While he’s not thrilled that his truck’s wheels won’t be turning, he understands the rules, and he and the wife tighten their belts a bit.

Weeks later, he passes a post-surgery physical and is feeling as good as new. It’s now late May, and a recovered Dave is starting to wonder what the status of his licence is. He’s told by the Ministry of Transportation he was supposed to take a stress test. It’s news to him. It must have slipped the doctor’s mind, and the MTO didn’t bother giving him a head’s up either.

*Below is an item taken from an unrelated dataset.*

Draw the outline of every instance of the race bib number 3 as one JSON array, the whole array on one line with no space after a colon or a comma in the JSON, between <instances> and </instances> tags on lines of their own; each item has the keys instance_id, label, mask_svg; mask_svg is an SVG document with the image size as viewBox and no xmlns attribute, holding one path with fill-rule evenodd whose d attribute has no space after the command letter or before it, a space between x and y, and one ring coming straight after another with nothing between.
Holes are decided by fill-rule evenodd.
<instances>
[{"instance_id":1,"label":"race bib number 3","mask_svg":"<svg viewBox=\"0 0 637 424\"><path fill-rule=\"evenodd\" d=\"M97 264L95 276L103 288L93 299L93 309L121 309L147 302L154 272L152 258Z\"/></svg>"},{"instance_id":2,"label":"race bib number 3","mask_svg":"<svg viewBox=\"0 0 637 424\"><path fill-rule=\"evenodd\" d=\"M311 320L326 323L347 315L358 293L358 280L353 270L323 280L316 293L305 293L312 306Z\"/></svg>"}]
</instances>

“It says nothing about a stress test in their paperwork listing all the requirements,” he tells me. “I’m just a truck driver. What do I know about a stress test? All I needed was a letter weeks before saying, ‘don’t forget this is what you need to do.'”

So he books a stress test. Meanwhile, there’s still no new digits on either his ’95 Eagle International’s odometer or in his bank account.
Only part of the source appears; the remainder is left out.